An den Testkits selbst verdienen die Anbieter zwar nichts, sie geben sie zum Selbstkostenpreis weiter. Entlohnt werden sie jedoch für jeden durchgeführten Test. Eine Pauschale von 12 Euro pro Durchgang dürften kommerzielle Teststationen über die Kassenärztliche Vereinigung abrechnen, Ärzte bekommen 15 Euro. Allein in Siegen-Wittgenstein bedeutet das schon jetzt Umsätze in Millionenhöhe.

Für Guido Fuhrmann lohnt sich das Testen

Je nach Menge der durchgeführten Tests kann sich das durchaus lohnen für den einzelnen Anbieter. Daraus macht auch Guido Fuhrmann keinen Hehl. Der Geschäftsmann mit langjähriger Branchenerfahrung, der gerade erst mit einem neuen mobilen Pflegedienst in Hilchenbach an den Start geben wollte, macht aus der Pandemie-bedingten Not eine Tugend. In seinem eigentlichen Betätigungsfeld kann er momentan nicht loslegen, Kundenakquise in Corona-Zeiten ist beinahe unmöglich.

Zum Corona-Test auf dem SMS-Parkplatz ist keine Anmeldung notwendig.

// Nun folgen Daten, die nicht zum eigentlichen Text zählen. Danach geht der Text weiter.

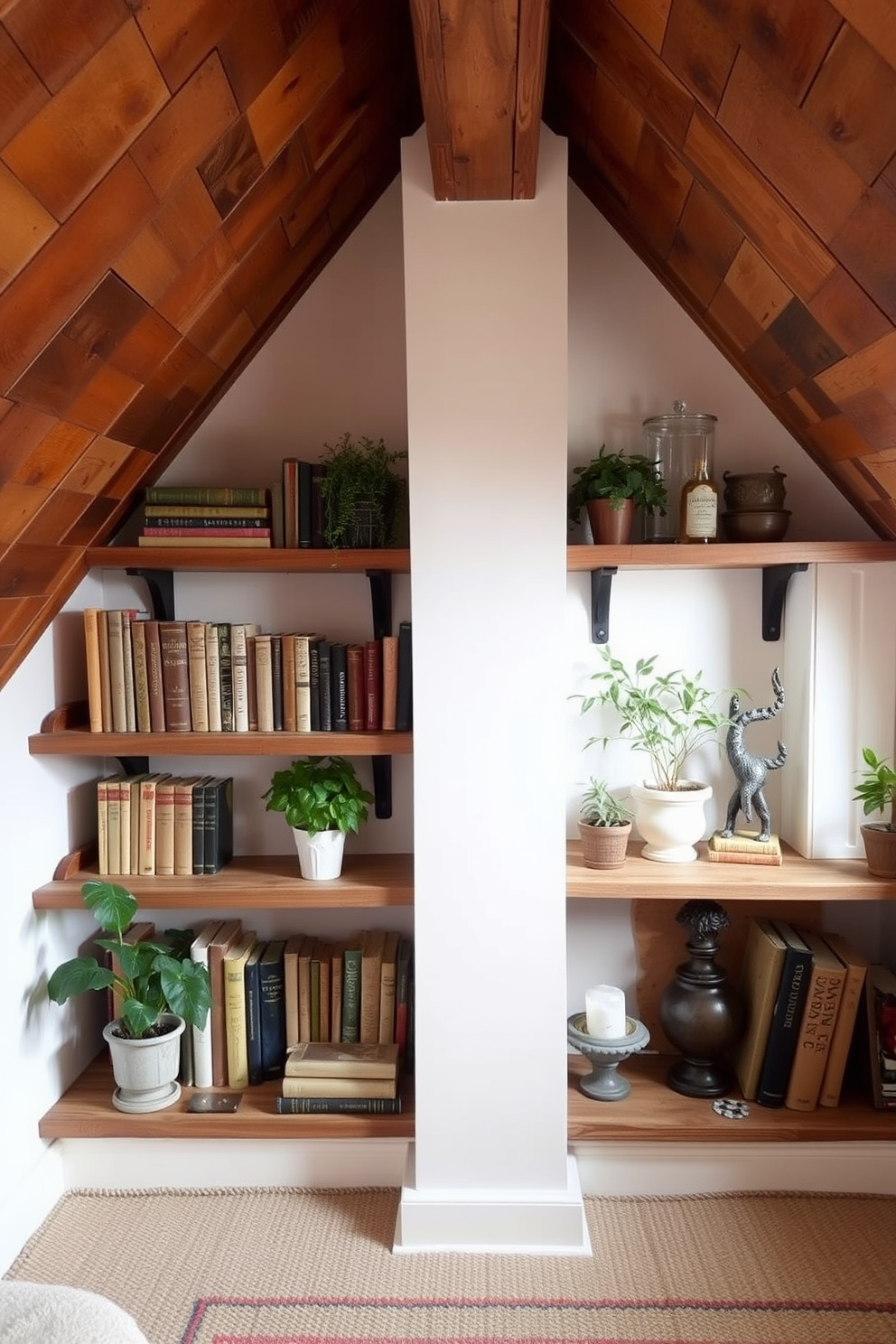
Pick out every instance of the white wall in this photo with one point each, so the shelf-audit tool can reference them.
(336, 363)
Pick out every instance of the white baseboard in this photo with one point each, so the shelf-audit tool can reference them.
(516, 1222)
(24, 1209)
(712, 1168)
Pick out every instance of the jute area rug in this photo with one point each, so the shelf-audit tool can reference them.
(293, 1266)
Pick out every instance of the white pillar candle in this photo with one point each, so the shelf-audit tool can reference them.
(605, 1011)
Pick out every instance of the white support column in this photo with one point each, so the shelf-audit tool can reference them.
(487, 386)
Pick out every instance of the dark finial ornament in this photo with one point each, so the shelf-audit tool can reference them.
(700, 1011)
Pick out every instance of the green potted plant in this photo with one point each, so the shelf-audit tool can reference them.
(322, 798)
(610, 487)
(605, 826)
(667, 716)
(160, 988)
(876, 792)
(361, 493)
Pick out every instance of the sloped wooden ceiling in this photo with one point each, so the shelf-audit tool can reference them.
(173, 173)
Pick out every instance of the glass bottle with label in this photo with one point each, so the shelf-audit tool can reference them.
(699, 514)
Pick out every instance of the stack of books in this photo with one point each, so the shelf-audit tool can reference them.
(206, 515)
(348, 1077)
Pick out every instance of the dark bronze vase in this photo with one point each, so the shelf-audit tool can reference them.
(700, 1011)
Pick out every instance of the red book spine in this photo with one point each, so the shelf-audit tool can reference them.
(372, 686)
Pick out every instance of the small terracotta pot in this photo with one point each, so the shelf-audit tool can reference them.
(605, 847)
(610, 526)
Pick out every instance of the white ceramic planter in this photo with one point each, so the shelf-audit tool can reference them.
(145, 1070)
(320, 856)
(670, 823)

Qualifiziertes Personal behält er aber auch während der Flaute an Bord – da war es für ihn naheliegend, ein Testangebot auf dem SMS-Parkplatz in Dahlbruch auf die Beine zu stellen. Im Schnitt 200 Tests pro Tag werden unterm Zeltdach durchgeführt. Reich werden könne man hier nicht, aber es rechne sich durchaus – trotz des immensen Materialverbrauchs, das nicht nur Kosten, sondern auch Berge von Abfall mit sich bringt. Nicht nur gebrauchte Tests und ihre Verpackungen schlagen zu Buche. „Nach jedem Test müssen die Handschuhe gewechselt werden“, verdeutlicht Fuhrmann ein Problem, das die massenhafte Testerei eben auch zur Folge hat.

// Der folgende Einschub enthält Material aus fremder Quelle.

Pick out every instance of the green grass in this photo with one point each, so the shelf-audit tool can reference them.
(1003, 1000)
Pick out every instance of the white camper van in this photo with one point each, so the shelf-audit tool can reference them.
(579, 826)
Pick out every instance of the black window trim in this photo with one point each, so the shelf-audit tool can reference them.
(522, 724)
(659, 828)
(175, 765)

Kaum schwarze Schafe unter Corona-Schnelltestzentren

Gut zu tun haben auch die Testzentren an Pole-Positionen wie den Eingängen von Baumärkten – hier haben deutschlandweit agierende Anbieter ihre Zelte und Pavillons aufgeschlagen, bieten quasi das Ticket zum Offline-Shopping. Sobald sie nicht mehr benötigt werden, können sie ohne großen Aufwand mitsamt dem angelernten Personal von dannen ziehen.

Bislang werden die Bürgertests aus Sicht des Gesundheitsamts in der Regeln den Anforderungen gerecht. Schwarze Schafe unter den Anbietern sind hier offenbar die Ausnahme. Nur einmal hatte das Amt eingegriffen und die Teststation vor einem Freudenberger Möbelhaus aus dem Kundenverkehr gezogen – die Betreiber hatten die angeblichen Testergebnisse schon nach wenigen Sekunden an ihre Kunden geschickt. Das konnte schlichtweg nicht seriös sein. 15 Minuten Geduld sollte in jedem Fall drin sein. Wenn es doch sonst schon nichts kostet.

Testen, was das Zeug hält: Kostenlose Bürgertests sind inzwischen flächendeckend möglich, ob in Apotheken oder provisorischen Stationen.
Zum Corona-Test auf dem SMS-Parkplatz ist keine Anmeldung notwendig.